Search code examples
vbams-officevstoopenxmlopenxml-sdk

Is there a way to tell that a Microsoft Office file is in the Open XML format?


Is there a way to programmatically tell that a Microsoft Office file is in the Open XML format and not the old pre-Office-97 binary format?

As an end user, I usually change the file extension to .zip and try extracting the archive. If it does extract, then I know that it is an Open XML format. But I am not even sure if that is a fool-proof method and that the files that it does not work for are not Open Xml files.

I did this in Powershell and from the output, because of the presence of the CustomXmlParts property, I am able to somewhat make a guess that this is an Open XML format workbook I am looking at.

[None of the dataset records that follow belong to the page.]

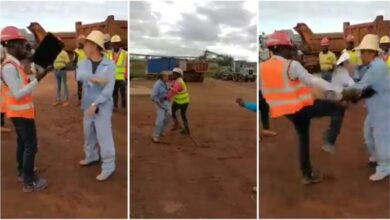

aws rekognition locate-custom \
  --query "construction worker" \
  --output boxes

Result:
[0,45,12,133]
[342,34,362,67]
[344,34,390,181]
[1,26,50,192]
[107,35,127,109]
[151,71,170,143]
[379,35,390,69]
[259,32,348,184]
[76,30,115,181]
[168,67,190,135]
[318,37,337,82]
[74,34,85,106]
[52,42,70,107]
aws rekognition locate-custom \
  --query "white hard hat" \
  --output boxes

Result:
[86,30,104,49]
[111,35,122,43]
[172,67,183,76]
[355,34,382,52]
[336,52,349,66]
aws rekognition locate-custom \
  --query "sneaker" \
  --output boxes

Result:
[1,126,12,133]
[51,102,61,107]
[321,143,336,154]
[370,172,390,182]
[79,159,99,166]
[261,130,278,137]
[301,172,322,185]
[23,178,48,192]
[96,171,114,182]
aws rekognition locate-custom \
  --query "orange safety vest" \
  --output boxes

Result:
[259,58,313,118]
[2,60,35,119]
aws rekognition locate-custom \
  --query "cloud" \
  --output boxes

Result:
[130,1,257,61]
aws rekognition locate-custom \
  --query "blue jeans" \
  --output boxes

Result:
[321,71,332,82]
[153,104,169,138]
[54,70,69,102]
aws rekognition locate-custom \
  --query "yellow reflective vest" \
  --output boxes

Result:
[343,49,362,66]
[173,77,190,104]
[105,49,127,80]
[318,51,337,72]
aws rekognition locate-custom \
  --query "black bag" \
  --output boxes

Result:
[33,33,62,69]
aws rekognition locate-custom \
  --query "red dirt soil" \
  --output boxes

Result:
[259,104,390,218]
[130,79,257,218]
[1,74,127,218]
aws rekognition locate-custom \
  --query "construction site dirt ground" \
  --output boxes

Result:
[130,78,257,218]
[1,73,128,218]
[259,103,390,218]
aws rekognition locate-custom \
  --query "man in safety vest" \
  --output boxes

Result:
[74,34,85,106]
[168,67,190,135]
[1,26,49,192]
[259,32,343,184]
[318,37,337,82]
[342,34,362,67]
[379,35,390,69]
[0,46,12,133]
[107,35,127,109]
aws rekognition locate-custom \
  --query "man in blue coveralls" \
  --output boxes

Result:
[77,30,115,181]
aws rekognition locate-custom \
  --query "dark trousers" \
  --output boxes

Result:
[113,80,127,108]
[287,100,345,176]
[77,81,83,101]
[1,112,5,127]
[11,118,38,184]
[259,90,269,130]
[172,102,190,132]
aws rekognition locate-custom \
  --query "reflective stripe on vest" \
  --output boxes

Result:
[107,49,126,80]
[173,77,190,104]
[2,60,35,119]
[259,58,313,118]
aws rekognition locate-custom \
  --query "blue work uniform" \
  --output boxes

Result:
[150,79,170,138]
[76,58,115,173]
[353,57,390,175]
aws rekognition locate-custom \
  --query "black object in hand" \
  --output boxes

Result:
[361,87,376,99]
[33,33,62,69]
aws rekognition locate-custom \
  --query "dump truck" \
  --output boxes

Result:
[294,15,390,73]
[145,57,208,82]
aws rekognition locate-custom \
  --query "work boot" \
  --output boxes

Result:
[23,177,48,192]
[1,126,12,133]
[301,172,322,185]
[18,167,38,182]
[171,121,180,131]
[79,159,99,166]
[321,143,336,154]
[96,171,114,182]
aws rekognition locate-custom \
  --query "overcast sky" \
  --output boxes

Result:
[258,0,390,34]
[0,0,128,32]
[130,1,258,61]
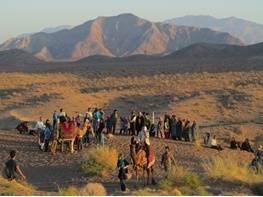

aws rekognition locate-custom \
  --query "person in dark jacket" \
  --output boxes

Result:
[4,150,26,180]
[110,109,118,134]
[117,153,130,192]
[16,122,28,134]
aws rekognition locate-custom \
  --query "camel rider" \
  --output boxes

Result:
[138,126,150,162]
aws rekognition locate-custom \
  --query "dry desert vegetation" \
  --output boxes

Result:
[0,60,263,196]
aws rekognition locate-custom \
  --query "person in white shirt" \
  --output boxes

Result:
[36,117,45,134]
[208,135,223,150]
[138,126,150,145]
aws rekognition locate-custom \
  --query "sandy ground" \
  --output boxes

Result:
[0,57,263,195]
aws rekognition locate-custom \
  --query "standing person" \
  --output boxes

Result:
[45,119,52,131]
[117,153,130,192]
[157,117,164,139]
[99,108,105,120]
[190,120,198,141]
[44,124,51,152]
[176,117,182,141]
[120,116,124,134]
[170,115,177,140]
[164,118,170,139]
[98,118,105,147]
[123,117,129,135]
[36,116,45,134]
[105,116,110,134]
[136,112,144,135]
[161,146,176,172]
[110,109,118,134]
[241,138,254,153]
[75,114,82,127]
[50,119,59,155]
[16,121,29,134]
[144,112,151,130]
[182,119,191,142]
[130,110,136,135]
[4,150,26,180]
[52,110,59,129]
[208,135,223,150]
[138,126,150,159]
[58,108,66,123]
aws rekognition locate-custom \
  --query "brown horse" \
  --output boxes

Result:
[130,145,156,187]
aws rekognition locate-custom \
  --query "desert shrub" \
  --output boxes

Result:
[0,178,36,196]
[233,126,245,135]
[194,136,203,147]
[251,182,263,196]
[58,186,79,196]
[132,188,158,196]
[196,187,212,196]
[79,183,107,196]
[202,157,262,183]
[79,147,118,176]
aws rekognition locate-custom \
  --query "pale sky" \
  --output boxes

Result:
[0,0,263,44]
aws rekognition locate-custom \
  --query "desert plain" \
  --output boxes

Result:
[0,58,263,196]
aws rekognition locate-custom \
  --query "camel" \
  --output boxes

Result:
[59,122,90,153]
[76,122,91,150]
[59,122,77,153]
[130,144,156,188]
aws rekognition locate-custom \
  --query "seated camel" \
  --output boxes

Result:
[59,122,90,153]
[76,122,91,150]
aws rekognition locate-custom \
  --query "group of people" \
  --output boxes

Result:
[9,108,263,191]
[157,114,198,142]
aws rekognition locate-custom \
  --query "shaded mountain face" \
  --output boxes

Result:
[165,42,263,60]
[0,49,44,66]
[0,14,243,61]
[164,15,263,44]
[16,25,73,38]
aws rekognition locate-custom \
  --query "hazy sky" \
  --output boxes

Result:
[0,0,263,44]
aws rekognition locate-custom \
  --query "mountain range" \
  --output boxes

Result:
[0,14,244,61]
[16,25,73,38]
[0,42,263,66]
[164,15,263,44]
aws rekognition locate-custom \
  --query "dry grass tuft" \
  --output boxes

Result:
[0,177,37,196]
[105,133,114,139]
[233,126,245,135]
[58,186,79,196]
[132,188,160,196]
[79,183,107,196]
[79,147,118,176]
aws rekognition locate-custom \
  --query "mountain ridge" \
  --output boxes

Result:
[0,14,244,61]
[164,15,263,44]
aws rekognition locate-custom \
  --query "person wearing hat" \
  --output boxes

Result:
[44,125,51,152]
[241,138,254,153]
[254,145,263,163]
[38,125,47,150]
[4,150,26,180]
[251,145,263,173]
[117,153,130,192]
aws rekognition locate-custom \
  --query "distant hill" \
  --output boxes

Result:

PS C:\Users\Sathyaish> $excel = New-Object -ComObject Excel.Application
PS C:\Users\Sathyaish> $workbook = $excel.Workbooks.Open("C:\Sathyaish\temp\Foo.xlsx")
PS C:\Users\Sathyaish> $workbook | select C*, F*


Creator                  : 1480803660
ChangeHistoryDuration    : 0
Charts                   : System.__ComObject
CodeName                 :
CommandBars              :
Comments                 :
ConflictResolution       : 1
Container                :
CreateBackup             : False
CustomDocumentProperties : System.__ComObject
CustomViews              : System.__ComObject
CalculationVersion       : 171027
ContentTypeProperties    :
Connections              : System.__ComObject
CheckCompatibility       : False
CustomXMLParts           : System.__ComObject
ConnectionsDisabled      : False
CaseSensitive            : False
ChartDataPointTrack      : True
FileFormat               : 51
FullName                 : C:\Sathyaish\temp\Foo.xlsx
FullNameURLEncoded       : C:\Sathyaish\temp\Foo.xlsx
Final                    : False
ForceFullCalculation     : False

Is there a VSTO/VBA way to tell the same thing? Perhaps by looking at the value of the FileFormat property as listed above? What are the valid integer values and their meanings?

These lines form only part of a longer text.